A declarative workflow descriptor that separates what to deploy from where to deploy it, see our project page.
Describe your workflow once in a portable YAML -- tasks, dependencies, resources, and launch methods -- and sflow executes the DAG through swappable backends, leveraging each platform's native ecosystem. Write one sflow.yaml and run it across environments with minimal changes.
The current focus is Slurm, which lacks a built-in workflow orchestration layer. Docker and Kubernetes backends are planned.
| Feature | Description |
|---|---|
| Modular Composition | Split workflows into reusable YAML fragments, merge at runtime with sflow compose or multi-file sflow run -f |
| Topology-aware GPU Allocation | Automatic node/GPU placement with CUDA_VISIBLE_DEVICES slicing across tasks and replicas |
| Probes | Readiness and failure gates -- TCP port, HTTP, log watch with pattern matching |
| Replicas & Sweeps | Parallel/sequential replicas with Cartesian product variable sweeps |
| Batch Mode | Generate sbatch scripts, CSV-driven bulk sweeps, parallel preflight validation |
| Expressions | Jinja2 ${{ }} syntax for variables, backend info, and task metadata |
| Artifacts | Named URIs (fs://, file://, http://) with inline content generation |
| Live TUI | Rich terminal interface with task status, log tailing, and allocation maps |
| AI Agent Skills | Built-in skills that teach coding assistants (Cursor, Copilot) to write and debug sflow YAML |
| Preflight Validation | Container image checks, GPU oversubscription detection, dependency cycle analysis |
Modular workflow samples for LLM inference serving with NVIDIA Dynamo:
| Framework | Aggregated | Disaggregated (P/D) | Multi-Node |
|---|---|---|---|
| SGLang | Yes | Yes | Yes |
| vLLM | Yes | Yes | Yes |
| TRT-LLM | Yes | Yes | Yes |
All frameworks share a common infrastructure layer (etcd, NATS, frontend, nginx) -- only the server task files differ.
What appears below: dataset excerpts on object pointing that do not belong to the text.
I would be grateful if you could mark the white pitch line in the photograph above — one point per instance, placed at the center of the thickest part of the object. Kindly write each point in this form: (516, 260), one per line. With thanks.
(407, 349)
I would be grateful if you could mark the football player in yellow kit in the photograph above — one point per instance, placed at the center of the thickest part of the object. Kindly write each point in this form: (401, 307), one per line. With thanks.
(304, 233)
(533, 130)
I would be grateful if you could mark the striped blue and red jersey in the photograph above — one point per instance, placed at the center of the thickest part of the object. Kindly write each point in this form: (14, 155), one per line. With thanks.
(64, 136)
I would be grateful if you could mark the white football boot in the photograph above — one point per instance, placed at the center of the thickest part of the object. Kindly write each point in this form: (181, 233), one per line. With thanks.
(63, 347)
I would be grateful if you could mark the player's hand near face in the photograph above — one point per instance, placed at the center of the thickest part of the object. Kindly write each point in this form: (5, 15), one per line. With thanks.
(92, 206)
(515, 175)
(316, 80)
| Command | Purpose | Key Flags |
|---|---|---|
sflow run |
Execute a workflow | --dry-run --tui --set -f (multi-file) |
sflow batch |
Generate sbatch scripts | --submit --bulk-input --row |
sflow compose |
Merge multiple YAMLs | --resolve --missable-tasks -o |
sflow visualize |
Render DAG graph | --format png/svg/mermaid |
sflow sample |
List / copy examples | --list -o |
sflow skill |
Export AI agent skills | --list -o |
Full user documentation: https://nvidia.github.io/nv-sflow/
- Introduction -- concepts and architecture
- Quickstart -- local and Slurm setup
- Configuration -- full YAML schema
- Modular Workflows -- multi-file composition
- Quick Reference -- all fields at a glance
- CLI Reference -- commands and flags
- Sample Workflows -- production examples
Validate the workflow engine locally (no Slurm required):
uv venv
source .venv/bin/activate
uv pip install "sflow @ git+https://github.com/NVIDIA/nv-sflow.git@main"
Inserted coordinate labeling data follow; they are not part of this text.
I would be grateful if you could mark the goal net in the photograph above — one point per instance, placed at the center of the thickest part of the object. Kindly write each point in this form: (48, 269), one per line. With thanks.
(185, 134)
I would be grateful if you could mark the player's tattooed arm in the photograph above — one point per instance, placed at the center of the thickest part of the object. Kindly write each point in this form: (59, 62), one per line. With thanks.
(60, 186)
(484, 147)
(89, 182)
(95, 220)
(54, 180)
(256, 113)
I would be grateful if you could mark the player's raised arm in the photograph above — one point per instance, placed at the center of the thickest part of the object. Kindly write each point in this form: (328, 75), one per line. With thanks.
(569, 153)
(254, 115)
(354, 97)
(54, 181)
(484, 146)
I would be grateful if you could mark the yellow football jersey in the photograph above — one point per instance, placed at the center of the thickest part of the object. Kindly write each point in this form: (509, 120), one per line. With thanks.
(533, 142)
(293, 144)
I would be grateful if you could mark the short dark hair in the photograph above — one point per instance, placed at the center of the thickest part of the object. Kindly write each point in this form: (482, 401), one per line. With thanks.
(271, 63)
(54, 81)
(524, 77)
sflow run --file examples/local_hello_world.yaml --tuiMinimal workflow:
version: "0.1"
variables:
WHO:
description: "who to greet"
value: Nvidia
workflow:
name: hello_local
tasks:
- name: hello
script:
- echo "Hello ${WHO}"Run a modular multi-file workflow on Slurm:
sflow run \
-f slurm_config.yaml -f common_workflow.yaml \
-f sglang/prefill.yaml -f sglang/decode.yaml -f benchmark_aiperf.yaml \
--missable-tasks agg_server --tuiExport AI agent skills for your IDE:
sflow skill -o .cursor/skills/-
Python 3.10 or higher
-
uv (Python package installer and resolver)
curl -LsSf https://astral.sh/uv/install.sh | sh
git clone https://github.com/NVIDIA/nv-sflow.git
cd nv-sflow
uv venv
source .venv/bin/activate
uv pip install -e ".[dev]"
pytestPlease see CONTRIBUTING.md for details on how to contribute to this project.
This project is licensed under the Apache License 2.0.